S’il arrive souvent à Michel
Onfray de se montrer excessif voire agaçant (on se souvient notamment de ses propos sur Rousseau), son ouvrage consacré aux « ultras des
Lumières » a constitué une de mes gourmandises de l’été.
Il m’a permis au passage de redécouvrir
le baron d’Holbach, qu’Onfray qualifie de « héraut de l’athéologie »

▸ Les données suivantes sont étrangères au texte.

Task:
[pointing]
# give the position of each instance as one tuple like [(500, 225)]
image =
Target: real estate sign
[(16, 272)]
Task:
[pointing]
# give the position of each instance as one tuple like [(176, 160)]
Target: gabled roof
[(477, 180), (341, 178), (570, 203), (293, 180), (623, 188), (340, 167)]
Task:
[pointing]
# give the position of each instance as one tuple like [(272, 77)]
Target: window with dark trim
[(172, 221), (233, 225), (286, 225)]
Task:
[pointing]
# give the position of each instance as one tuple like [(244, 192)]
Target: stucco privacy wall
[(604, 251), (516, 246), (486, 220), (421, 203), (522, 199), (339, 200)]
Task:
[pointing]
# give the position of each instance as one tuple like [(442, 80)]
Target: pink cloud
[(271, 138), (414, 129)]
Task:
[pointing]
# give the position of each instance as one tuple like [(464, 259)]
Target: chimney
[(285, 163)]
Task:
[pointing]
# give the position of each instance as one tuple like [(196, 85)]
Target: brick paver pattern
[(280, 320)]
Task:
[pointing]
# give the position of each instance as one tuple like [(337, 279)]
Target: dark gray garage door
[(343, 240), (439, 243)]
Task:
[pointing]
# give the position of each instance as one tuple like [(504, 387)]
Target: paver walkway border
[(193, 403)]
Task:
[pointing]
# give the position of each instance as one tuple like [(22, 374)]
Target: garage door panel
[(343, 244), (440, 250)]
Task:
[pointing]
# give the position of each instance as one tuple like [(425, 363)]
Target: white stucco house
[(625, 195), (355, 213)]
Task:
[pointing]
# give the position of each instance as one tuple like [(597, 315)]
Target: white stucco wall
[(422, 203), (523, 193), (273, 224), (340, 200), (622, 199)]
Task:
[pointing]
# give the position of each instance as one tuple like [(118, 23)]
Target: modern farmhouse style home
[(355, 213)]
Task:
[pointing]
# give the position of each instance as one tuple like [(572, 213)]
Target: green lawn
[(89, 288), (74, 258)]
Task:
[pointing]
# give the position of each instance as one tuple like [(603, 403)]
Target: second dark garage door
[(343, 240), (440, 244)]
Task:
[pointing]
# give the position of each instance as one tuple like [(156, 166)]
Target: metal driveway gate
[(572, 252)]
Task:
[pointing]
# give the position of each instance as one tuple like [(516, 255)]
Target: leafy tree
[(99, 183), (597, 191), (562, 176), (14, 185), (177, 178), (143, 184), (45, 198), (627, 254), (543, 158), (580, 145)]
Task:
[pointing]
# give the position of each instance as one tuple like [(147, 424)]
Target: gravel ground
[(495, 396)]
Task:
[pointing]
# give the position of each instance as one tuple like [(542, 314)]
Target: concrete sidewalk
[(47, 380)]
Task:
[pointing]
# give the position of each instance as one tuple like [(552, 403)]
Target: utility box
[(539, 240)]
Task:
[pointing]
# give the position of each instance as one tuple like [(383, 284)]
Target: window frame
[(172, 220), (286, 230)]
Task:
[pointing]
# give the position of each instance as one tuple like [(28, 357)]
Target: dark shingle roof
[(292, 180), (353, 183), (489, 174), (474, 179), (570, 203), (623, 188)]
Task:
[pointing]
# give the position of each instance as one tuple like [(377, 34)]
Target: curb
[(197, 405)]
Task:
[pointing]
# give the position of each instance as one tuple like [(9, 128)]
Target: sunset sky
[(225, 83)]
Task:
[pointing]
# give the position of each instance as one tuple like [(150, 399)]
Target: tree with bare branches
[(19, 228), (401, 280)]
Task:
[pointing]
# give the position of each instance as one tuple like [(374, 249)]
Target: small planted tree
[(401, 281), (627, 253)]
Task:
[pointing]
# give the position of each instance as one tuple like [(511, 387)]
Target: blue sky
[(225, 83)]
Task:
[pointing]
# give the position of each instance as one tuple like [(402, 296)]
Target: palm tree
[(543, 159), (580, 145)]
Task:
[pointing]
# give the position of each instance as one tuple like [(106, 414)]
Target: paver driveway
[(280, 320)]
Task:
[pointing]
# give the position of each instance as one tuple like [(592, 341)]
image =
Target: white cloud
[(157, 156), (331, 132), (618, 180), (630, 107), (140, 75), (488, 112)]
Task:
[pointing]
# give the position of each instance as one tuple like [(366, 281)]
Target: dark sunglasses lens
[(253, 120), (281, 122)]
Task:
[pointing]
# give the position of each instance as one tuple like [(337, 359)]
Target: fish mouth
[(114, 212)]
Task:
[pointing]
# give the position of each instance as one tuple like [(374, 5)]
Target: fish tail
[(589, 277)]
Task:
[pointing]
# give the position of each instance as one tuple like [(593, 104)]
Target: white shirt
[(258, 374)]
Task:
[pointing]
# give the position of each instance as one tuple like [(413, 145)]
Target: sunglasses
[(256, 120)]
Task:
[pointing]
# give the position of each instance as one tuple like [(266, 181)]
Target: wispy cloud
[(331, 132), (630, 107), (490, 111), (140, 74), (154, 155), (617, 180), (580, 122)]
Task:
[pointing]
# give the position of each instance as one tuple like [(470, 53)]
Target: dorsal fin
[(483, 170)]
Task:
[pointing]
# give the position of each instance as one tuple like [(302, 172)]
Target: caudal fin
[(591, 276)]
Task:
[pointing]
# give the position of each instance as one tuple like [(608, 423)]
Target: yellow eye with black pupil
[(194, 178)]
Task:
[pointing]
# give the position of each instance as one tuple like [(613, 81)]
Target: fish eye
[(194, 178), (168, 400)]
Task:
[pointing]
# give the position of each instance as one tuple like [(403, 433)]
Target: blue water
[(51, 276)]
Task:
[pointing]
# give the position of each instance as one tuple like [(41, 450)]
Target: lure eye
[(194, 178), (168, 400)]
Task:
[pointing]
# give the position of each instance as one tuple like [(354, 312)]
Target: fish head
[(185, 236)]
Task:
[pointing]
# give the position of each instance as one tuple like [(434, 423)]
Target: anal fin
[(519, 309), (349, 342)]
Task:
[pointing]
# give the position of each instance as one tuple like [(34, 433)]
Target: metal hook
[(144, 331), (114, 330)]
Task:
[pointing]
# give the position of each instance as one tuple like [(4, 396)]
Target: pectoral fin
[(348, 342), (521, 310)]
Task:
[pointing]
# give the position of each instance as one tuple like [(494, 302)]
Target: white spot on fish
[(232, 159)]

et en particulier son « Histoire critique
de Jésus-Christ » (dont je n’avais jamais entendu parler…), une
formidable « machine de guerre antichrétienne ».
Et reconnaissons
qu’à côté de lui, même les audaces anticléricales d’un Voltaire nous
apparaissent soudain bien tièdes !
Rien, absolument rien, n’échappe
au feu nourri déclenché par le fermier général, qui vise pêle-mêle les
différents épisodes de la vie de Jésus-Christ tels qu’ils sont rapportés dans
les Evangiles.
Holbach, par Carmontelle |
Prenons l’exemple de
l’Annonciation, que d’Holbach analyse avec une ironie féroce :
« Un Ange entre chez Marie,
dont l’Epoux était absent. Il la salue, c’est-à-dire, lui fait un compliment
dans la langue du pays, qui traduit suivant le
génie de la nôtre signifie : Bonjour,
ma chère Marie ! Je vous trouve adorable : que d’attraits ! Que
de grâces ! Vous êtes de toutes les femmes la plus belle, à mes yeux. Vos
charmes vous sont garants de ma sincérité. Couronnez donc mes feux. Ne craignez
point les suites de votre complaisance ; votre époux est un sot, à qui par
des visions et des songes on peut faire croire ce qu’on voudra. Le bonhomme
regardera votre grossesse comme l’effet d’un miracle du Très-Haut ; il
adoptera votre Enfant avec joie ; et tout ira le mieux du monde.
Marie, rassurée par ces mots, et peu accoutumée à recevoir de pareils
compliments de son Epoux, lui répondit : Eh bien, je me rends. Je compte sur votre adresse et sur votre
parole : disposez de moi tout comme il vous plaira.
Rien n’est donc plus facile que
de dégager le récit de Saint Luc du merveilleux, qui pourrait embarrasser.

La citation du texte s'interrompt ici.